What could go wrong…

  • The failure/replacement rate could exceed capacity
    • Slaugherhouse overload
  • Failure of failure detection
    • Zombie apocalypse
  • Continuous improvement blind spot
    • All evidence of the bug was lost when the sick process and container was eliminated
  • They said reproduce it in test environment
    • rolls eyes! Sure, production is just like test
    • Put a check in this space _ if all firmware, hardware, and software is the same between test and production
  • In the absence of data
    • Development “Tunes the application” to fix the issues
      • Meaning, We added worse bugs that we know how to fix

Clearly we should have the ability to gather information when warranted. When is it warranted? Your situations will vary. I suggest some practice before you find yourself on a call with a 2-1 manager to engineer ratio in either of the zombie apocalypse or slaugherhouse overload scenarios.

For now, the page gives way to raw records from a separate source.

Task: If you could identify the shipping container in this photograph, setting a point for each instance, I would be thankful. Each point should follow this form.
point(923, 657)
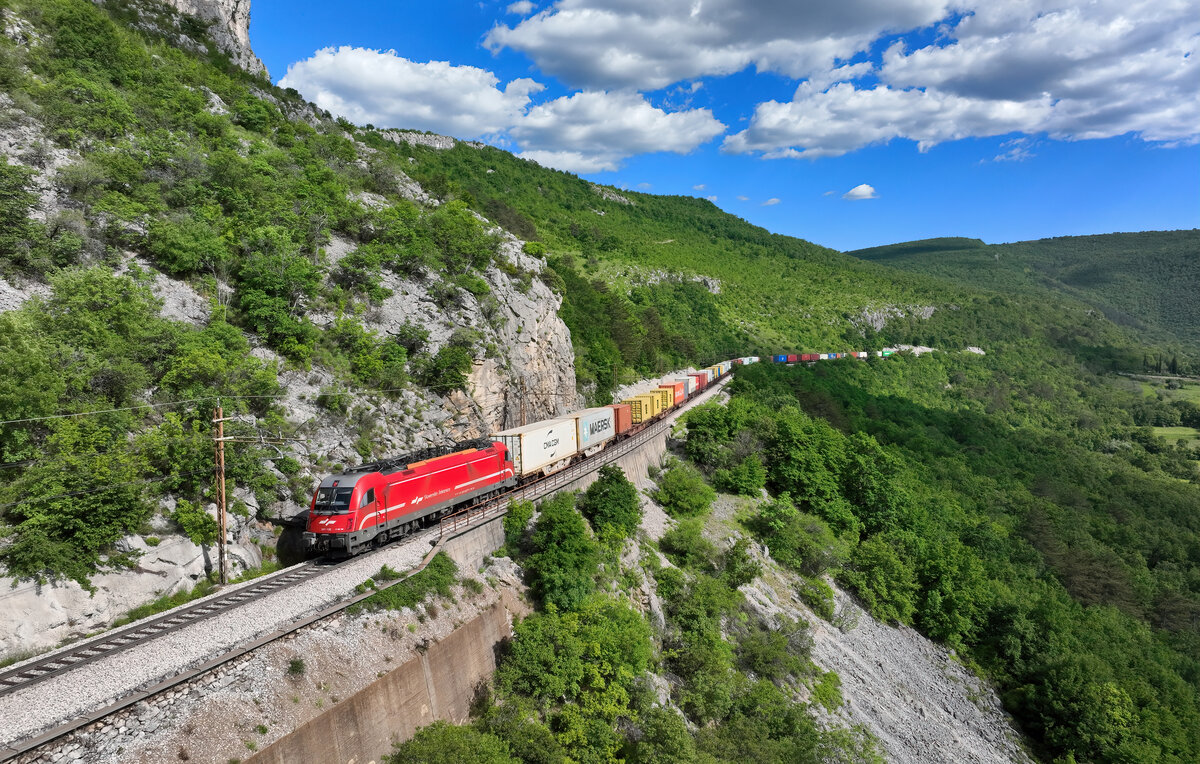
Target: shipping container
point(593, 428)
point(678, 391)
point(666, 397)
point(622, 417)
point(543, 446)
point(640, 409)
point(652, 405)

Practice before the main performance is recommended.

How to gather information

  • Gain observability without blowing up the container
    • What limits trigger the failure action
      • What commands can you run without triggering the reaper
    • Where can you save output for later research

Warning: The current state of GNU Linux process inspection tools has many man pages with vague warning about limitations or that tool no longer works. See man pldd(1) for example.

Familiarize yourself with Brendan Gregg’s performance material and ensure that it can be used in your environment.

Run the app on a system with DTrace for more visibility.

Have a conversation with the system

  • Tell me about yourself
    • cat /proc/cpuinfo
    • free -h
  • Are you feeling ok
    • dmesg
    • vmstat 1 10
    • netstat -tcp
  • Does you feeling stress today or have you given up on computing
    • DTrace
    • perf

Have a conversation with the process

  • Tell me about yourself
    • ps -C {process name} -T –sort s -o pid,lwp,s,nlwp,pcpu,cputime,stime,ucmd
    • ls -l /proc/{pid}/cwd
    • ls -l /proc/{pid}/fd
    • sed -z ’s/$/\n/' /proc/{pid}/environ
    • ls -l /proc/{pid}/maps
  • What are you doing
    • pstack
    • DTrace
    • perf

Ask the process tough questions

  • Do you have any hangups
    • For example in java
      • kill -3 {pid}
      • jstack
  • gcore

Endgame

Given enough data on the bug state try to create the scenario in test. Failing that add additional tracing in the suspected areas.